>> Alexei Batyr' writes:
>>> So questions arised:
>>> 1 (most important). Why local sendmail silently discards "bad" messages
>>> without writing any errors to syslog?

>Sam Varshavchik writes:
>> Because no historical version of any mail handler with an externally-invoked
>> "sendmail" command ever logged errors to syslog. Errors that resulted in
>> submitted mail getting refused, no different than any other error
>> encountered by any other executed command, they get reported to standard
>> error, and the command terminates with a non-zero exit status.
>>
>> And that's what occurs here. sendmail terminates with a non-zero exit code,
>> after emitting an error message. It is the responsibility of whatever forks
>> and executes a child process, and waits for the child process to terminate,
>> to check its exit code, and report any failures.
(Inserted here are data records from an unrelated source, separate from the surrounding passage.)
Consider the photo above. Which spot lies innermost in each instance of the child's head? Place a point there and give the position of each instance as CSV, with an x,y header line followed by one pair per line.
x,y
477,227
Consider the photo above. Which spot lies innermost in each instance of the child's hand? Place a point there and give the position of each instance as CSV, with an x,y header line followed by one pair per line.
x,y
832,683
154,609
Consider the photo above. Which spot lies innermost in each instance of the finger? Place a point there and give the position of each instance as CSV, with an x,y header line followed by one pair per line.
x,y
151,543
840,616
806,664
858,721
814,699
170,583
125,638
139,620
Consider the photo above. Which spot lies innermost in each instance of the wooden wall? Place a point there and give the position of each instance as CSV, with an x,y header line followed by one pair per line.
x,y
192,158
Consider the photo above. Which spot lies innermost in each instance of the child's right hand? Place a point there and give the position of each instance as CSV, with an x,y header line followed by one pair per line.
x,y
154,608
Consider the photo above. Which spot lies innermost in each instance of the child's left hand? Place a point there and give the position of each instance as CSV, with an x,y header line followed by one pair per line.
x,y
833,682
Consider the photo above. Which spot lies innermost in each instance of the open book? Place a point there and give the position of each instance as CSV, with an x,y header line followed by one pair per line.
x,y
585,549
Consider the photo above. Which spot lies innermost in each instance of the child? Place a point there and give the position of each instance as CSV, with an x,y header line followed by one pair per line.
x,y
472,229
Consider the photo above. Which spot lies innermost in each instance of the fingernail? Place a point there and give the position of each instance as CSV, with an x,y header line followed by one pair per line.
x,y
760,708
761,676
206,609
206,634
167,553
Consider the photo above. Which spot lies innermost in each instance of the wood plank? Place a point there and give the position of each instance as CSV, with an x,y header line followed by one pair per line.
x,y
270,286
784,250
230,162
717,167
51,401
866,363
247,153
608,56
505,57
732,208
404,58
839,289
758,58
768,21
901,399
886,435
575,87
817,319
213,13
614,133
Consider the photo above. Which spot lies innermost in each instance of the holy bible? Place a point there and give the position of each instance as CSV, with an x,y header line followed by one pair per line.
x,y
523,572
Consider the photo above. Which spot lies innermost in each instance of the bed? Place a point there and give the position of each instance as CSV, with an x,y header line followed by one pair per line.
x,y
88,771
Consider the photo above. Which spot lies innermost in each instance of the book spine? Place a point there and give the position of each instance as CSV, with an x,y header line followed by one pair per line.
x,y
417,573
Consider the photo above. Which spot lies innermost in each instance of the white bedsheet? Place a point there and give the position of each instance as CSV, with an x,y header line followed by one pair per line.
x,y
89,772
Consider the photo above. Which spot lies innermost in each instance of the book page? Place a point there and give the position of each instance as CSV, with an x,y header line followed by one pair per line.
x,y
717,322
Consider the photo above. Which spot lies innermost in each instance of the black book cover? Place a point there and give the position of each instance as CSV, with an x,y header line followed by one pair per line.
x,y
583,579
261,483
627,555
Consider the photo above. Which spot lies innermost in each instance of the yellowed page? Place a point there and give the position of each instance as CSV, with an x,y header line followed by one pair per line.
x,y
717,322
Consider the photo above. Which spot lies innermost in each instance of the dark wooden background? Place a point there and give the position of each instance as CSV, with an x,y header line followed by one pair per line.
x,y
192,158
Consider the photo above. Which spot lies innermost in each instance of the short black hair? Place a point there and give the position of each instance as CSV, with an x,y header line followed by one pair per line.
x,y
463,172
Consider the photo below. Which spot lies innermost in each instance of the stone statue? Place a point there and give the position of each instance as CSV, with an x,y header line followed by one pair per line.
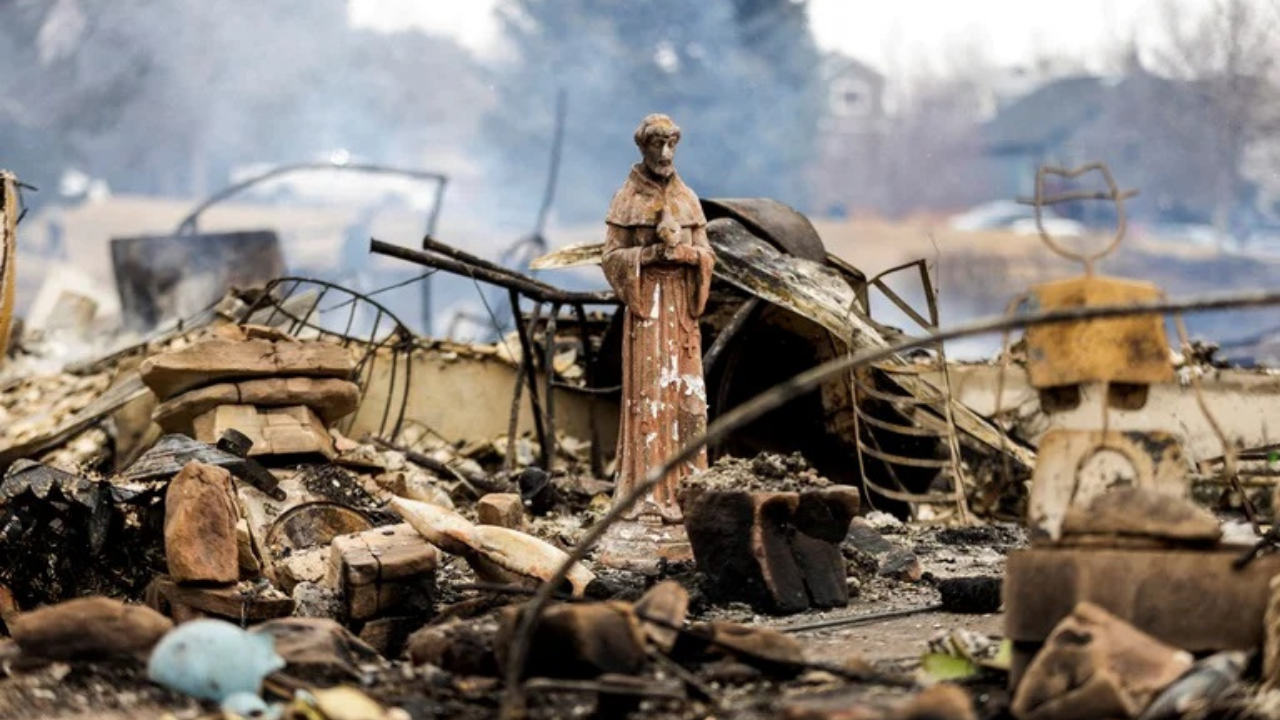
x,y
658,261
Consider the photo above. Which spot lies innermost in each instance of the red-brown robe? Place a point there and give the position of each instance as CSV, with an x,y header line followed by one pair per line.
x,y
663,393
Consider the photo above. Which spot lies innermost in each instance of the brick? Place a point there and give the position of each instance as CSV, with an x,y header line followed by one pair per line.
x,y
1189,598
384,570
200,538
274,431
579,641
501,509
777,551
218,360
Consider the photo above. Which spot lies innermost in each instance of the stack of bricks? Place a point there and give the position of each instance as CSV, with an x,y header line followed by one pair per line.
x,y
279,392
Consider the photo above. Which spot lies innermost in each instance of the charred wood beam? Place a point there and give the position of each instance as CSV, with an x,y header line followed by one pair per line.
x,y
508,279
530,373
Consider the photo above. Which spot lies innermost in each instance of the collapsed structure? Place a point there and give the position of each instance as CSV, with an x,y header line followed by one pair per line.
x,y
298,463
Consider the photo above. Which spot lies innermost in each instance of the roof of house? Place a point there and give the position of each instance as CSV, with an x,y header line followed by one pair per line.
x,y
1046,114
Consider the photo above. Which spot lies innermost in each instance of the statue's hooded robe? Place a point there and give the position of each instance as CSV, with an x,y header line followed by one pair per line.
x,y
663,393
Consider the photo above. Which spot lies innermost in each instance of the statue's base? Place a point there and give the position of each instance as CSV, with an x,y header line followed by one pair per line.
x,y
640,545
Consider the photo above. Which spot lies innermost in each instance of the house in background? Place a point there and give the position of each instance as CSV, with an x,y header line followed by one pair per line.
x,y
851,133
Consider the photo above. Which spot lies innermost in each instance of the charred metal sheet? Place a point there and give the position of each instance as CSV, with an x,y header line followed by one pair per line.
x,y
1121,350
782,226
1074,466
805,287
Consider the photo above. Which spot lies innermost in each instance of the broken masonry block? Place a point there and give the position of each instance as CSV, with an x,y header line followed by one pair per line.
x,y
273,431
301,565
496,554
501,509
1096,665
200,538
88,628
1196,600
662,610
901,565
384,570
242,602
218,360
1077,465
579,641
388,636
318,650
777,551
332,399
764,648
315,600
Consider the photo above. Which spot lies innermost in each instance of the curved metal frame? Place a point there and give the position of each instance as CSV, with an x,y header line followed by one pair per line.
x,y
188,224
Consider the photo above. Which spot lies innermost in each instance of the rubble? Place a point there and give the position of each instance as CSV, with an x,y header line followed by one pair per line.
x,y
88,628
382,528
1095,665
200,540
580,641
777,550
504,510
387,570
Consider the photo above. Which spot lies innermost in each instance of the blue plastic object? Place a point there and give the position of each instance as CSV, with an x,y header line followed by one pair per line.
x,y
213,660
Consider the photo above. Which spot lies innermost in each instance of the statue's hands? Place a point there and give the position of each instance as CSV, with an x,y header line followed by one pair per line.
x,y
686,254
652,254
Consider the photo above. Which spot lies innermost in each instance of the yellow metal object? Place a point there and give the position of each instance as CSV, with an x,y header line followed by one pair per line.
x,y
1074,466
9,210
1120,350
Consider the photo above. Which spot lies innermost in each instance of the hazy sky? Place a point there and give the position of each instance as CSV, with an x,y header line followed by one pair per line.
x,y
888,33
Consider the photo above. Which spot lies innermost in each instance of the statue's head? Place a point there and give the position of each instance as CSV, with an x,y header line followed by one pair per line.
x,y
657,137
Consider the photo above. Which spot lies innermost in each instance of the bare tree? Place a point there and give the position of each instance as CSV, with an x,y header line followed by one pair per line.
x,y
1226,50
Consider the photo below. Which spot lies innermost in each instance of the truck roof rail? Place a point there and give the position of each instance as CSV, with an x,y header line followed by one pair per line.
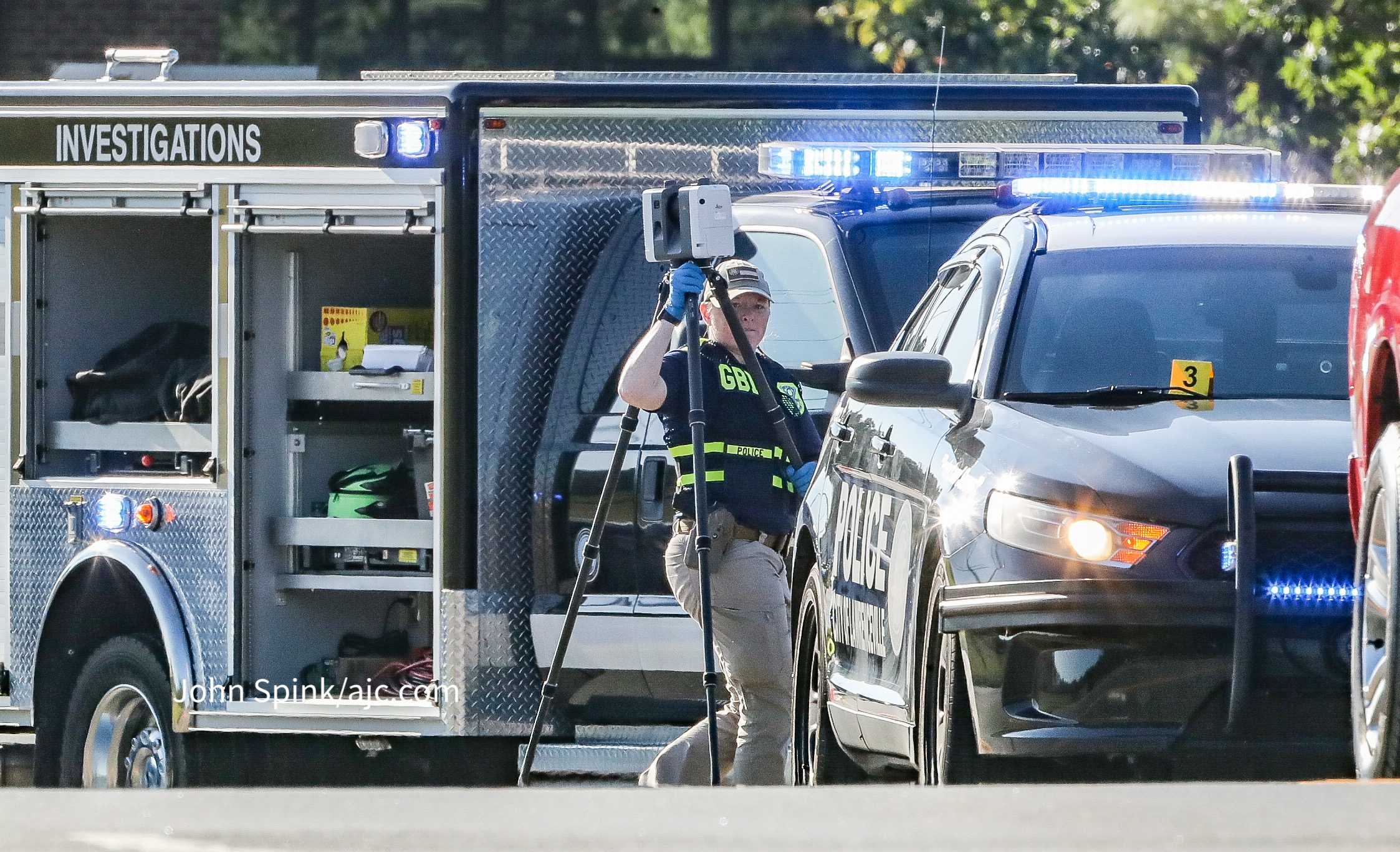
x,y
716,77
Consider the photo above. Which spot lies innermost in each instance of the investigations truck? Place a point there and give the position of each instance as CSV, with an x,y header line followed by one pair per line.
x,y
178,578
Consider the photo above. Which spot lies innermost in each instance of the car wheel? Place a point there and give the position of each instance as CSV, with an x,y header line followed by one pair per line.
x,y
1374,732
118,729
946,735
817,756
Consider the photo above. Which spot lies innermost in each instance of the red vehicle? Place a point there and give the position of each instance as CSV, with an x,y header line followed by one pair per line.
x,y
1374,487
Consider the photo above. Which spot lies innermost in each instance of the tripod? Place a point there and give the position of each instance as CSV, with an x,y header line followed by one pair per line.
x,y
776,416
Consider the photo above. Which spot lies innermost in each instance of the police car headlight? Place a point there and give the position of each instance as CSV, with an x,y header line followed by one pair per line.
x,y
1066,534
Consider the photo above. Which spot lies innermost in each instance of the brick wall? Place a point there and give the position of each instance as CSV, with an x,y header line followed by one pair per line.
x,y
37,34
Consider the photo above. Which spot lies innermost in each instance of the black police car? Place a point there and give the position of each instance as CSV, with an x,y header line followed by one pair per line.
x,y
1017,542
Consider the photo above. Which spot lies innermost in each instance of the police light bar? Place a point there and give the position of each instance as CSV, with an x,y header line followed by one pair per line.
x,y
913,164
1124,191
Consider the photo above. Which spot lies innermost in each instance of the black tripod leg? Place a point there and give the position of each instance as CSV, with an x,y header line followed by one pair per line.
x,y
591,549
702,507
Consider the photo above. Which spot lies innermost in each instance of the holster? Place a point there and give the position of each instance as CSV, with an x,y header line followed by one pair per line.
x,y
721,535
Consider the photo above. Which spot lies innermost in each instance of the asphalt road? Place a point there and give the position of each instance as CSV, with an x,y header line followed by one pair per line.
x,y
1137,818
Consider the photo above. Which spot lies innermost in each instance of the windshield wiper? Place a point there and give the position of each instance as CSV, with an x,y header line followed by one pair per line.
x,y
1129,395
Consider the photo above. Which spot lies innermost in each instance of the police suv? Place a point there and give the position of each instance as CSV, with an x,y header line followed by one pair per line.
x,y
1091,501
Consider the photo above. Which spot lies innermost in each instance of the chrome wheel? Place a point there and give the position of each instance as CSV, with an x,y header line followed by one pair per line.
x,y
1373,623
125,745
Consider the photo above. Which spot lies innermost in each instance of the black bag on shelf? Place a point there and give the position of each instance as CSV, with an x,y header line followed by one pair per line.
x,y
161,374
383,490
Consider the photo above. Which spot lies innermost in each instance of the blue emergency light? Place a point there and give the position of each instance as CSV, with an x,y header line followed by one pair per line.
x,y
413,139
987,164
1310,591
1126,191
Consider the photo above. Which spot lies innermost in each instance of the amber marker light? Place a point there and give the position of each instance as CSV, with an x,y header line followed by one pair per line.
x,y
153,514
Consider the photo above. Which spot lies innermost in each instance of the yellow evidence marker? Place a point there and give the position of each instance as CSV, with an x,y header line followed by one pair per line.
x,y
1194,375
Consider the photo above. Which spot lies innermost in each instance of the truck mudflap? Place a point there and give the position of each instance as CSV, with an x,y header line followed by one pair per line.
x,y
1242,547
1085,603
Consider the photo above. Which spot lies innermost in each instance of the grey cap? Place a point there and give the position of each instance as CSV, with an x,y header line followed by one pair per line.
x,y
742,277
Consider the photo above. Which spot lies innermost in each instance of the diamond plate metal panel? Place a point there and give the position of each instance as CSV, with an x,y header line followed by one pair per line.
x,y
491,659
544,155
194,552
555,188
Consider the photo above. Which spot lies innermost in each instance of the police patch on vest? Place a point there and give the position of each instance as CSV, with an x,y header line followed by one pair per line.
x,y
793,399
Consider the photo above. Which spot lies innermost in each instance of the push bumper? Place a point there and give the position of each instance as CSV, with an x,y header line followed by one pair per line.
x,y
1085,603
1074,666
On 26.01.12 20:26, Alexei Batyr' wrote:
>I agree, but "advanced PHP programmers" don't even think about checking
>return value of mail() function that invokes sendmail.

well, if I may say something about this:
1. they of just have to check if the mail sending failed.

2. the mail() function does not catch sendmail's output, so they often 
   do not know why did it fail (you must find in php logs).

The 2. is mostly caused by PHP calling sendmail using popen() call, 
that only allows you to send output to a file, or receive from it, not 
both.  Reading sendmail's (error) output and providing the result to 
client would be of course the best fix, but I haven't got to this yet.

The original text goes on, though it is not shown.